Agri expo throws light on many new products

Information on various schemes of the agriculture department and other allied departments to promote agriculture, products produced by various self-help groups, organic manure, farm equipment like sprayer, weed cutter, and others were on display at the exhibition, held as a part of ‘agriculture information and awareness campaign’ and a convention of organic farmers and sellers, here at Fisheries College premises on Monday.

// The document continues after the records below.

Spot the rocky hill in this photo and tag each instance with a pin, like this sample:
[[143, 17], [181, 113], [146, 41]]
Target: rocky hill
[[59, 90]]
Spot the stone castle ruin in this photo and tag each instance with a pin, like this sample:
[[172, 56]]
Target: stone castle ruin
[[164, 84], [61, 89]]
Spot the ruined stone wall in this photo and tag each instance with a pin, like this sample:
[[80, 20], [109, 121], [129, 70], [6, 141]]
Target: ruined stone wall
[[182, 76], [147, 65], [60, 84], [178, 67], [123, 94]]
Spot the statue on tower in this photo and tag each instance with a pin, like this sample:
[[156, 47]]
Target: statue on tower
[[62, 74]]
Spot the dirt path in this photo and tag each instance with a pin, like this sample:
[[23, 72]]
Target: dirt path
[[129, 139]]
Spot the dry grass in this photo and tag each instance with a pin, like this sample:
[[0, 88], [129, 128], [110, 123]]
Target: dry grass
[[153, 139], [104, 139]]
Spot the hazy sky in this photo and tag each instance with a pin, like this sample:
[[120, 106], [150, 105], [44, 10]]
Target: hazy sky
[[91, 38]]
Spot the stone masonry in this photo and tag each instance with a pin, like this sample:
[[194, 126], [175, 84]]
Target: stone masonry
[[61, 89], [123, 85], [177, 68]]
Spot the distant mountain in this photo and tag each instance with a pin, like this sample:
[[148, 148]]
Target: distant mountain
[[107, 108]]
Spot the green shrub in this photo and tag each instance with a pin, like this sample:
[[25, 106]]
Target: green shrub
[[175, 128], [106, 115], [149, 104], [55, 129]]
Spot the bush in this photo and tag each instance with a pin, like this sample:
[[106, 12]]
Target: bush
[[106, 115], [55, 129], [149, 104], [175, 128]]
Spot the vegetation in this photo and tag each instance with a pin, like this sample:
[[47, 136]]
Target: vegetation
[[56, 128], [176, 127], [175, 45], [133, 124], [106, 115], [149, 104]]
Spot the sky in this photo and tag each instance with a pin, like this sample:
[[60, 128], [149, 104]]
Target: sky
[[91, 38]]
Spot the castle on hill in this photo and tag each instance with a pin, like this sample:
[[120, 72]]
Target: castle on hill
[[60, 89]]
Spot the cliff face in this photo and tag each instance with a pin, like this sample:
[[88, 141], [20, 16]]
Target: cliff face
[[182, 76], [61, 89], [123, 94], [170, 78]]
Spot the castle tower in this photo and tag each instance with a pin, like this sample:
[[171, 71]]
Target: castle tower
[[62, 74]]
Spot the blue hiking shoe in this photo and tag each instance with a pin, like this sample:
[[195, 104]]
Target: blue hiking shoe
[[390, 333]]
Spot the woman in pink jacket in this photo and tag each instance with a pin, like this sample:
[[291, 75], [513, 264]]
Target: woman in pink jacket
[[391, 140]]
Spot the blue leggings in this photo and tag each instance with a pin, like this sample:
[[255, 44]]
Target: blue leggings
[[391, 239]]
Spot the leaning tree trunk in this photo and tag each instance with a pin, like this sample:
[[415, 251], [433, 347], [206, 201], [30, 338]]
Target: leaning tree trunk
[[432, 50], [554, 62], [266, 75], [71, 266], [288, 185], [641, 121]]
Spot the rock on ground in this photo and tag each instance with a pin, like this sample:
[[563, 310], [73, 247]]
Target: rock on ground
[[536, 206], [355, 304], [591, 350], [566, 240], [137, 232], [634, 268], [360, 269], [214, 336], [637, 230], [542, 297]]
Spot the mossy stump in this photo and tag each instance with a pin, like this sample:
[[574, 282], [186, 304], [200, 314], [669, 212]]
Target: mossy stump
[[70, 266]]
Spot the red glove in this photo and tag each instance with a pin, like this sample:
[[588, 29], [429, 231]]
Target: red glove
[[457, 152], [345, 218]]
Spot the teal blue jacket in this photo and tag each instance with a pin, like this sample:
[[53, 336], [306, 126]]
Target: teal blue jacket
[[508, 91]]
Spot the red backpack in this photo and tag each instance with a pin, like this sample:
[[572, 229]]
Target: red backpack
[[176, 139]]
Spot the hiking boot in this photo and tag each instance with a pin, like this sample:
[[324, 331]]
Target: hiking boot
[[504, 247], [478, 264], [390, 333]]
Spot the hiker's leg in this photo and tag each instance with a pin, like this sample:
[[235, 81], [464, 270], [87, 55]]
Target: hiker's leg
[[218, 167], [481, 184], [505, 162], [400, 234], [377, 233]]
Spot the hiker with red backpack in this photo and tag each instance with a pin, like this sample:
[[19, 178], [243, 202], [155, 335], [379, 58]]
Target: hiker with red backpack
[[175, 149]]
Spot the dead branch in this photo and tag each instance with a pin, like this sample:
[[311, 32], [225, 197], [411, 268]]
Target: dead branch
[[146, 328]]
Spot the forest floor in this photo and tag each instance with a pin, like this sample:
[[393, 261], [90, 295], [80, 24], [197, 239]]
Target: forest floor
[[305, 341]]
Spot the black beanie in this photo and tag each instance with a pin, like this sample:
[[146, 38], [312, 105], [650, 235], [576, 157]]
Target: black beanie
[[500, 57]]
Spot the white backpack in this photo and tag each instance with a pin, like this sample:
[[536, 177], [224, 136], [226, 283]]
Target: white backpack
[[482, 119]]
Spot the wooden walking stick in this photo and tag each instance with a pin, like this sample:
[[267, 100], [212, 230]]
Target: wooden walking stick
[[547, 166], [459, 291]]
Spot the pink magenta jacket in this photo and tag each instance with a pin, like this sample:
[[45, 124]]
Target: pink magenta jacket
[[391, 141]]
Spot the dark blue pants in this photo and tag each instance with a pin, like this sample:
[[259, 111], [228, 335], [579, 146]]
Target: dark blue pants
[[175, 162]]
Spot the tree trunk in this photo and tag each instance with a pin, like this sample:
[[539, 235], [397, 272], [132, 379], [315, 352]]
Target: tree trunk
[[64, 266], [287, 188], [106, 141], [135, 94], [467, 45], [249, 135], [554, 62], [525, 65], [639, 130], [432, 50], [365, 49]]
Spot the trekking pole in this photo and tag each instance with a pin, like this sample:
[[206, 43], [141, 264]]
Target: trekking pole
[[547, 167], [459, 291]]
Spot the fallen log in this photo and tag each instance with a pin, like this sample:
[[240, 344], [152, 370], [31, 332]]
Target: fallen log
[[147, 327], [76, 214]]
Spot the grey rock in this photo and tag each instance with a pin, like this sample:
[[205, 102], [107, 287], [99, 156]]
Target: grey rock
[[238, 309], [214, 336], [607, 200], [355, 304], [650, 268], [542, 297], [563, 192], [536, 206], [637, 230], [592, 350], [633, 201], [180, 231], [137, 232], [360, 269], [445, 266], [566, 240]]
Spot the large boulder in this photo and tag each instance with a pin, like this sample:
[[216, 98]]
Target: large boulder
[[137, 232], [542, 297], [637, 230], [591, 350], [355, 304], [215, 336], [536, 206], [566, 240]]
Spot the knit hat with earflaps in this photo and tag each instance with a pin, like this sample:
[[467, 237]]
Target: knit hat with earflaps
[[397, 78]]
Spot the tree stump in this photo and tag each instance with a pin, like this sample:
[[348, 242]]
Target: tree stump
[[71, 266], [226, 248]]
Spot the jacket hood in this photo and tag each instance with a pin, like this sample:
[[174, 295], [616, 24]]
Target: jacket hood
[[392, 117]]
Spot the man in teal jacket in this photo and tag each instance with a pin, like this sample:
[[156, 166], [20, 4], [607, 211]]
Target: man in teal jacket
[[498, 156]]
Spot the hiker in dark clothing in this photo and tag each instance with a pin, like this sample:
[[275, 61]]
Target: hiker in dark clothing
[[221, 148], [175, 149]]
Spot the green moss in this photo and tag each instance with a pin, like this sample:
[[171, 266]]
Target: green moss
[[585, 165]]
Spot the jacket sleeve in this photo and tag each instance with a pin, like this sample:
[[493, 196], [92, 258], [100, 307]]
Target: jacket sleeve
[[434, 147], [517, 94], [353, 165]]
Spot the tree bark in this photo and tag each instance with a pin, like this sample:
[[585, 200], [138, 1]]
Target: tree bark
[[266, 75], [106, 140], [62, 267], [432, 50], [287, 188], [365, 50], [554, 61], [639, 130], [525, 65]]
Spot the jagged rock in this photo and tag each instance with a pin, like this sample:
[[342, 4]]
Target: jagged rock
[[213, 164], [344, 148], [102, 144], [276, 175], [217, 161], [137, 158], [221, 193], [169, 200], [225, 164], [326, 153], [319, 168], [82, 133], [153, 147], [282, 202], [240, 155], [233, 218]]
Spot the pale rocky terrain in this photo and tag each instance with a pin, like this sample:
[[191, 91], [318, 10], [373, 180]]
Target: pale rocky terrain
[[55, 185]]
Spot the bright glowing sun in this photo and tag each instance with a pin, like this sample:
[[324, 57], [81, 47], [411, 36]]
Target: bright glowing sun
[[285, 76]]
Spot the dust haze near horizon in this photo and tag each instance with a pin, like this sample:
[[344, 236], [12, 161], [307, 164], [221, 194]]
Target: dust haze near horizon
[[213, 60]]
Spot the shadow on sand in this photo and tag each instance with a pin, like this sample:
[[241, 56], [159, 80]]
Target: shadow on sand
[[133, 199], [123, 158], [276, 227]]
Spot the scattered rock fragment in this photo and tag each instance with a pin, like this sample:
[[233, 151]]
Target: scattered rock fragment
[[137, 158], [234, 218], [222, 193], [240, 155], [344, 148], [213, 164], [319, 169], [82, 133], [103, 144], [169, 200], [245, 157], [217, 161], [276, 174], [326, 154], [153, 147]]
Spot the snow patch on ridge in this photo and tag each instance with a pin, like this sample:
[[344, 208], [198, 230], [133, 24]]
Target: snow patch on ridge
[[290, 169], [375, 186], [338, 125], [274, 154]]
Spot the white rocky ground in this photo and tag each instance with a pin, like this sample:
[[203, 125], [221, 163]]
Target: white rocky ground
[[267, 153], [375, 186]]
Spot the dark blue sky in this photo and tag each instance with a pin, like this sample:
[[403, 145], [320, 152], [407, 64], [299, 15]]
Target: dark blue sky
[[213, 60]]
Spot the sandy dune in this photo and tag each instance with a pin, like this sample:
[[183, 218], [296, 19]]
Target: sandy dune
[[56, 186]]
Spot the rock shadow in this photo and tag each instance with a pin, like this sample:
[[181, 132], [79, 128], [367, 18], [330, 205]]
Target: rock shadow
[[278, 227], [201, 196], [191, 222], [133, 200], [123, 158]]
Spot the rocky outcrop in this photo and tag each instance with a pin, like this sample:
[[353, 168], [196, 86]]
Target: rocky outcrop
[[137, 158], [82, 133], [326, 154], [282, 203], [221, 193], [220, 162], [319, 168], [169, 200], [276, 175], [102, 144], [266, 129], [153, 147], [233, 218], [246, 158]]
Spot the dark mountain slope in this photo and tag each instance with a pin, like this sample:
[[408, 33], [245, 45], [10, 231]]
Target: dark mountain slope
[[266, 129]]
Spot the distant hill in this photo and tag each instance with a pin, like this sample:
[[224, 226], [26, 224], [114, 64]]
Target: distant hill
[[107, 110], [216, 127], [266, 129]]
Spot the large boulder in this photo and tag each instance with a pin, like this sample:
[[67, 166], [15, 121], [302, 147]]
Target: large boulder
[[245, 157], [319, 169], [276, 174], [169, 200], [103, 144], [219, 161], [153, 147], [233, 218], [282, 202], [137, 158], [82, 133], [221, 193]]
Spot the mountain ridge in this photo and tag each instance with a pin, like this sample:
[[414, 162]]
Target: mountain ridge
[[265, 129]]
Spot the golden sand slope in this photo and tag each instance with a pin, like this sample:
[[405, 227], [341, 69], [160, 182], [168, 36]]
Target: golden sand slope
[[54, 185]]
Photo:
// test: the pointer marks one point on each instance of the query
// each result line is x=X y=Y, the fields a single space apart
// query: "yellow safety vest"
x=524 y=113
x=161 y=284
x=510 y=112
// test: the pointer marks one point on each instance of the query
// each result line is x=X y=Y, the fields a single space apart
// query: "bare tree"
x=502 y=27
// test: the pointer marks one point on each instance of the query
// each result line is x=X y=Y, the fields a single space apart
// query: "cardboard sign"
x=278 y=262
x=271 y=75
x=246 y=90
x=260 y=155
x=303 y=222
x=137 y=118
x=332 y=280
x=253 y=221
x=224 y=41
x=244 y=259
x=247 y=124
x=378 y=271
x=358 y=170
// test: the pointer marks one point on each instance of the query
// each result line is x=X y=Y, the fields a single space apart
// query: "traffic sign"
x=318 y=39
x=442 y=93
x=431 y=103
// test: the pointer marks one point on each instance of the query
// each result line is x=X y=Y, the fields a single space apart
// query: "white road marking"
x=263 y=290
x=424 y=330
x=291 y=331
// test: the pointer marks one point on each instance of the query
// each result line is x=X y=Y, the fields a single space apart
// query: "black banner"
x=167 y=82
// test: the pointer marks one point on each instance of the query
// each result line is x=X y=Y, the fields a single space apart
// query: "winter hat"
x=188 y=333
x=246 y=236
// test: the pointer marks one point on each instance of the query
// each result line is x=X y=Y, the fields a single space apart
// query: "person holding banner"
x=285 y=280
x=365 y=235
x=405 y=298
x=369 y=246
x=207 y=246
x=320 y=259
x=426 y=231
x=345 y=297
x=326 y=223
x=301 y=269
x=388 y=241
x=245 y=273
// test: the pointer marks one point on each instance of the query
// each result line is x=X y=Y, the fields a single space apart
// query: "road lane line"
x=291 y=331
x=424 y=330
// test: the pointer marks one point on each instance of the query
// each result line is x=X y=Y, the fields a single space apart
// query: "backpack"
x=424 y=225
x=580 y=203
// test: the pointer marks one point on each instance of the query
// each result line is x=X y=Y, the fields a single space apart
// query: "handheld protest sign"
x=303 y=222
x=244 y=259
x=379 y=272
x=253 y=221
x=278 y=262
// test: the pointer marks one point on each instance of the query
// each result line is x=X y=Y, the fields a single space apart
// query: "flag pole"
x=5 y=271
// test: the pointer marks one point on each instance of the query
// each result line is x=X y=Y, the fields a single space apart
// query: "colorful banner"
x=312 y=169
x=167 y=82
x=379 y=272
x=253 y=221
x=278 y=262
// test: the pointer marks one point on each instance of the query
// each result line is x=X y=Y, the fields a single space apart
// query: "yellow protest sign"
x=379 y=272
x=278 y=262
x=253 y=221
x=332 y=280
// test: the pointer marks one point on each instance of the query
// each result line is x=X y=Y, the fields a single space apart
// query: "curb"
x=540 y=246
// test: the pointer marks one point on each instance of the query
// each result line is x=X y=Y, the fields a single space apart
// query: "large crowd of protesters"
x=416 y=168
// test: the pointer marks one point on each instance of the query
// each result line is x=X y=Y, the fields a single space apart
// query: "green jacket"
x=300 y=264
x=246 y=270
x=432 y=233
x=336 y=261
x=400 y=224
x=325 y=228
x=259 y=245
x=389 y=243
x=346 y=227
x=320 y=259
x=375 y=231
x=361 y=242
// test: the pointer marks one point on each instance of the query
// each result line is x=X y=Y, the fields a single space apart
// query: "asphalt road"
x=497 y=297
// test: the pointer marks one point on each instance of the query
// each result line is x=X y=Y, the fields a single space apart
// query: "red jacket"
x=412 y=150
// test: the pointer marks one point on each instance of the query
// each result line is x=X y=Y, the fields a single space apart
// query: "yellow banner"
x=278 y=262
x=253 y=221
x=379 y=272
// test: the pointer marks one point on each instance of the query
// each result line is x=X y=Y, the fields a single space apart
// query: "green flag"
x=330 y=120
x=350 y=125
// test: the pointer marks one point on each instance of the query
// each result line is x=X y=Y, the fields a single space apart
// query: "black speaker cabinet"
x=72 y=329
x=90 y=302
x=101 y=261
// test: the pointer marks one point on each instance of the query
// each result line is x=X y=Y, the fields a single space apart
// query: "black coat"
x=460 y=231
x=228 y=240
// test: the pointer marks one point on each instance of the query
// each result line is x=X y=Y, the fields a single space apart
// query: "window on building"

The stalls of the department of forest, horticulture, agriculture, fisheries, animal husbandry, sericulture had displayed various programmes by the government to promote the sector, along with increasing the output.

The stall put up by the sericulture department had displayed mulberry plants, silk worms feeding on mulberry leaves, cocoons and the silk thread. The official was seen explaining the availability of subsidy for the farmers.

The farmers were made aware on the different schemes available for them from the department of horticulture, animal husbandry, fisheries and steps to increase crop yield.

The stall of the fisheries college had displayed ornamental fish, and information on pisciculture. In fact, ornamental fishes like Angel, Fighter fish, Guppi, Gold, Molly was available for sale at the venue.

Technical information with regard to farming such as collection of soil samples and sending them for test, information on drip and other irrigation methods, use of fertilisers, vaccination of animals, agriculture loans and others were informed.

The SKDRDP had displayed ‘Mobile earthworm tank,’ azolla,’ Japan model of compost, few of the vegetables grown using organic manure and so on.

There was display on ‘mullu halasu,’ Musumbi grown locally, American cucumber, Madagaskar cherry. ‘Mage kai,’ ‘Motte kesuvu,’ Velvet apple, Yard long beans which is grown throughout the year, seeds of vegetables by Varanashi Research Foundation and so on.

Nagarika Seva Trust’s stall had displayed around 60 varieties of indegenious paddy seeds. A farmer said B K Deva Rao of Mittabagilu village in Belthangady taluk (Dakshina Kannada) grows as many as 60 strains of paddy, a majority of them indigenous. Some of the varieties of paddy seeds which were on display include ‘gandhasale’ ‘raajakayame’  Kaavalakannu, Peetsale, Adenkelte, Kandrekutti, Atikaaya, Moradda, Jeerigesala, Hallinga, Rasakadam, Kariyajebi, Thonnuru, Massuri and Alyande and others.

There was also display of products produced by Self Help Groups including jewellery, eatables, handicrafts from Pilikula Artisans Village, and so on. The Corporation Bank’s stall was giving information on the availability of loans for agriculture.